Much to my surprise, when I reached page 176, I found an ad for a reprised version of the very toy my father gave me in the late 1960s that first triggered my interest in computing, and a later realization of the importance of mathematical abstraction applied to real physical systems, and how you can use real physical systems to perform mathematical computations. Ultimately, it led to my Ph.D research in computing with physical systems 25 years later.

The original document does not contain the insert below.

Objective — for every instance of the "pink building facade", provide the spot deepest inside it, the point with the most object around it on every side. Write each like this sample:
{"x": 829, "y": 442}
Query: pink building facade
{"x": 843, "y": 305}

The Digi-Comp 1 was Mechanically operated plastic computer made by E.S.R. in 1963, and sold for $6, though I seem to remember getting the toy when I was around eight or nine years old in 1974. At first, I didn’t really get what my father was so excited about. I was more interested in plastic models of tanks and planes. But he persisted and convinced me to help him put it together. When I realized that you could actually make the contraption count, add, subtract, and even play games, just by positioning straws and moving cogs, something important happened in my brain that I didn’t fully appreciate until about 15 years later at Cornell University, when I found the relationships between physics and mathematical abstractions completely intuitive. The very notion that you can represent a number with a straw, and change the count and perform mathematical operations by moving that straw back and forth led quite naturally to the idea that with every more, and tinier straws, then beads on an abacus, then mechanical adding machines, punch cards and paper tapes, magnetic beads, then thin-film transistors in microcircuits, and now electrons in nano-wires form an obvious progression.
Here are some great quotes from other people who also apparently had their lives changed by this little gadget.
I was eleven years old (53 now) when I received a Digi-Comp I for Christmas. I was fascinated with it from a mechanical standpoint and played with it for hours. Even when I had mastered all the programs, I would still get it out and see what it could do. I played with it off and on for a couple of years until it wore out or broke, can’t remember which. I think of it as the spark that got me interested in computing, a career that has been and remains a lot of fun.
My uncle began to teach me about mainframes, showed me Gunner-IV on the GE Timesharing network via teletype and around that time I got a Digi-Comp I. I also began designing primitive switch based computers using multi-pole switches and relays. I tried the old wire wrapped around a nail with tin can contacts all connected directly to house current. Boy were my parents mad. The Digi-Comp was a lot simpler to work with. I think the mystery of how it really worked stayed with me and has only now been solved.
My most quixotic programming effort ever was trying to program perfect tic-tac-toe on my Digi-Comp I in 6th grade. Before I started, I realized tic-tac-toe was a never-lose game with the right strategy. I discovered the rotation and reflection symmetries of the game right away, but I never cottoned on to the fact that there just wasn’t enough memory in old Digi-Comp to get the job done. I filled up a whole sheet of posterboard with the game tree, though.
Every child interested in computing or mechanics should build one of these. Thankfully, you can now purchase an updated version at mindsontoys.
Go forth. Compute with physical objects and be inspired.